Children's Participation in Cultural and Leisure Activities, Australia (cat. no. 4901.0):  The statistics in this publication are compiled from data collected in the Children's Participation in Cultural and Leisure Activities Survey, a supplement to the Monthly Labour Force Survey.

The major aim of the survey is to identify characteristics of children who participate in organised sport, cultural activities, and selected activities undertaken for recreation and leisure, and to monitor the use of information technology by children. The focus on activities outside of school hours is to elicit information on activities that are more likely to be undertaken by children by choice rather than those that are part of the school curriculum.

Starting in 2000, it has been published every three years. Screen Australia published selected data from reports in 2006, 2003 and 2000. See People and businesses > Audience trends > In the archive.

Access the full report on the ABS website, including explanatory notes and current, previous and future release.

Australian Home Entertainment Distributors Association

Data on video sales 

The Australian Home Entertainment Distributors Association (AHEDA) – previously known as the Australian Visual Software Distributors Association (AVSDA) – represents wholesale distributors of video product, including VHS, DVD and Blu-ray.

A range of information can be accessed on the AHEDA website, including wholesale sales statistics to the rental and retail markets.

Screen Australia and its predecessor, the Australian Film Commission, previously compiled time-series benchmarks using data from AVSDA. Links to this historical data in the Screen Australia website archive are provided In the archive. The figures should be used with caution as methodologies may have changed and revisions may have occurred.

Australian Communications and Media Authority (ACMA)

Data on audiences and interactive media

The Australian Communications and Media Authority (ACMA) is a statutory authority within the Federal Government, responsible for the regulation of broadcasting, the internet, radio communications and telecommunications. It was established on 1 July 2005 by the merger of the Australian Broadcasting Authority (ABA) and the Australian Communications Authority.

A range of publications, reports and policy documents can be accessed on the ACMA website.

Screen Australia and its predecessor, the Australian Film Commission, previously compiled time-series benchmarks using data from ACMA. Links to this historical data in the Screen Australia website archive are provided In the archive. The figures should be used with caution as methodologies may have changed and revisions may have occurred.

Communications Report: Published each year since 2005–06, this report provides an overview of the communications industry’s performance along with key statistics.

The Communications Report 2012–13 on ACMA website.

Classification website

Data on video and interactive media

A range of information relating to classification can be accessed through the Australian Government’s Classification website.

This includes material from the Classification Board, a statutory authority within the Federal Government that is responsible for the classification of all film and computer games before they are made legally available to the public – a role previously performed by the Office of Film and Literature Classification (OFLC).

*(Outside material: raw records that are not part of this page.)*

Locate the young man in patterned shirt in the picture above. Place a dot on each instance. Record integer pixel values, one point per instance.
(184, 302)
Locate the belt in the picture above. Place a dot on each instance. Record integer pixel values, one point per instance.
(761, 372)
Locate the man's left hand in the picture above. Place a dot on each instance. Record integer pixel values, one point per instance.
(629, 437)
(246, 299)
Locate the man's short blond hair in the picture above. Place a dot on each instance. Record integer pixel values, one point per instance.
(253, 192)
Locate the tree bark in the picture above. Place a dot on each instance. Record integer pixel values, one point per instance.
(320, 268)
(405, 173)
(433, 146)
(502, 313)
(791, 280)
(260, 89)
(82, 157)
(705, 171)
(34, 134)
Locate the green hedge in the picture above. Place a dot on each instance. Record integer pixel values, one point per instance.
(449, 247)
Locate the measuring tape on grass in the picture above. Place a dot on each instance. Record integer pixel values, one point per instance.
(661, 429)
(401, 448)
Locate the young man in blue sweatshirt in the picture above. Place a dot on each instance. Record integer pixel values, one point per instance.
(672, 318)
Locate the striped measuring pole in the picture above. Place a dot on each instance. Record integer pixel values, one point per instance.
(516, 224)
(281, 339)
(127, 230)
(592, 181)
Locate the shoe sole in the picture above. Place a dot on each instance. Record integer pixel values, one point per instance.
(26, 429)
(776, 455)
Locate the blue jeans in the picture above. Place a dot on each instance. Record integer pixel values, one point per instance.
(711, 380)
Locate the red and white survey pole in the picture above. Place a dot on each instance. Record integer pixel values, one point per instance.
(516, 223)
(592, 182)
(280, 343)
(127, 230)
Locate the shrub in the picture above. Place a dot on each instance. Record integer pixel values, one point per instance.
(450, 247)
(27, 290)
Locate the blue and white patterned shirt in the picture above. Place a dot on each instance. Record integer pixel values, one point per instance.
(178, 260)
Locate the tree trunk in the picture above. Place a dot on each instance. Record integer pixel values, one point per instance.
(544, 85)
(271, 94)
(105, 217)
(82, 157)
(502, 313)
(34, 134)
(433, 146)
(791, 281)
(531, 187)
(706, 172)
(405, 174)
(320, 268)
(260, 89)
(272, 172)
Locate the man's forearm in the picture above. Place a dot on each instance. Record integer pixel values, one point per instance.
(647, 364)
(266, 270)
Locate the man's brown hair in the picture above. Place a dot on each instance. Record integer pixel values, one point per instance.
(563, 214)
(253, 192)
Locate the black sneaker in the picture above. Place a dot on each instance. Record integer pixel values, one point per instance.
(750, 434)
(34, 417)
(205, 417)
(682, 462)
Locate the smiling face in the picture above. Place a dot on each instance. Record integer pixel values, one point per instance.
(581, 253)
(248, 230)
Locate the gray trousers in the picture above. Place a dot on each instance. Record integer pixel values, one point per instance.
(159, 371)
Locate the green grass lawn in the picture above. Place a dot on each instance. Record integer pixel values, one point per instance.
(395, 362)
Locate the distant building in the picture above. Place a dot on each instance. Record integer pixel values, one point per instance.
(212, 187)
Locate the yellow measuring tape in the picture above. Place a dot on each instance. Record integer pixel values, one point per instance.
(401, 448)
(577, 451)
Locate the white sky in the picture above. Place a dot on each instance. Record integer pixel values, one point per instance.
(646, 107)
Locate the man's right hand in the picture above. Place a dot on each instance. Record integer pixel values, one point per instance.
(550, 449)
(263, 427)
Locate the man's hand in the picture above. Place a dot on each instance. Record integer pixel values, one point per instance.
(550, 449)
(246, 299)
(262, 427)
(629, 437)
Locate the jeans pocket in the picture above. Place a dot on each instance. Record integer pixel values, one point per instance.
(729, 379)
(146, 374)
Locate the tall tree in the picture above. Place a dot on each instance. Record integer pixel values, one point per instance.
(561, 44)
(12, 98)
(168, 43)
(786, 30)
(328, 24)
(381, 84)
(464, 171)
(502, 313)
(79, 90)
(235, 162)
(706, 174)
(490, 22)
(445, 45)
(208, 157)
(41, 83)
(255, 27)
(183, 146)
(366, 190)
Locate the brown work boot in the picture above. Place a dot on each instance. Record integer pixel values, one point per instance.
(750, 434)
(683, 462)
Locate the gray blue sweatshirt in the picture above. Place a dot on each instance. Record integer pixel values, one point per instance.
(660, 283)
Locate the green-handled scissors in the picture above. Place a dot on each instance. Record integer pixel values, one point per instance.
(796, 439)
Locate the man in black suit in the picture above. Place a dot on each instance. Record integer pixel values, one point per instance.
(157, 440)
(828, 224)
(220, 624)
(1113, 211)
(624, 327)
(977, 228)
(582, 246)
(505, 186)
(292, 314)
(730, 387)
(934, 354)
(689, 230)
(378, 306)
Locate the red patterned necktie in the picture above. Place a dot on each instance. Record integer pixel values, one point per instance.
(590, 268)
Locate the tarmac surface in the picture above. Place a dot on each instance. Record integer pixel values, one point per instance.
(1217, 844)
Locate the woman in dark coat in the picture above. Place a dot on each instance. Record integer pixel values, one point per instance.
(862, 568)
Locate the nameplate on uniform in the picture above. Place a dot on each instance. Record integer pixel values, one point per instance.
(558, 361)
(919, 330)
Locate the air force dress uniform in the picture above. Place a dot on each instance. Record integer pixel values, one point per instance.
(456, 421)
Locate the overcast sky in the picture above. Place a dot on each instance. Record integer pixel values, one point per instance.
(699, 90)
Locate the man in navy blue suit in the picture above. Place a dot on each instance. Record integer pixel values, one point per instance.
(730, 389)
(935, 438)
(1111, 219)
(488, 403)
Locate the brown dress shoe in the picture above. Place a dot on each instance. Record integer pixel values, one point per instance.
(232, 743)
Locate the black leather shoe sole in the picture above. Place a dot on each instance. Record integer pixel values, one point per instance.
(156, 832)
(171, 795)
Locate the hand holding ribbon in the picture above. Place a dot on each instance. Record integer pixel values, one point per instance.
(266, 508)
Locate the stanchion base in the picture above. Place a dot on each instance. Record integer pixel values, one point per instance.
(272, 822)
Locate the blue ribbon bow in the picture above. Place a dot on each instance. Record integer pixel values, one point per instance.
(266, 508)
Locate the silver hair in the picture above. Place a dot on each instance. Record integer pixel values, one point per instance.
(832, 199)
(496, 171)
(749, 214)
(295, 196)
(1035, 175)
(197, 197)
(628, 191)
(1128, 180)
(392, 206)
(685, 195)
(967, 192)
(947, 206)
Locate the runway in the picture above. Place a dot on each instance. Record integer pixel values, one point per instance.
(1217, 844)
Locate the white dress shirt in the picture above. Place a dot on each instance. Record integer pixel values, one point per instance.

Screen Australia and its predecessor, the Australian Film Commission, previously compiled time-series benchmarks using the Classification Board and OFLC data. Links to the historical data are provided In the archive. The figures should be used with caution as methodologies may have changed and revisions may have occurred.

Classification Board Annual Report: Information about the numbers of videos and interactive games titles submitted for classification can be sourced from the annual reports of the Classification Board and the Classification Review Board.
Access annual reports on Classification website.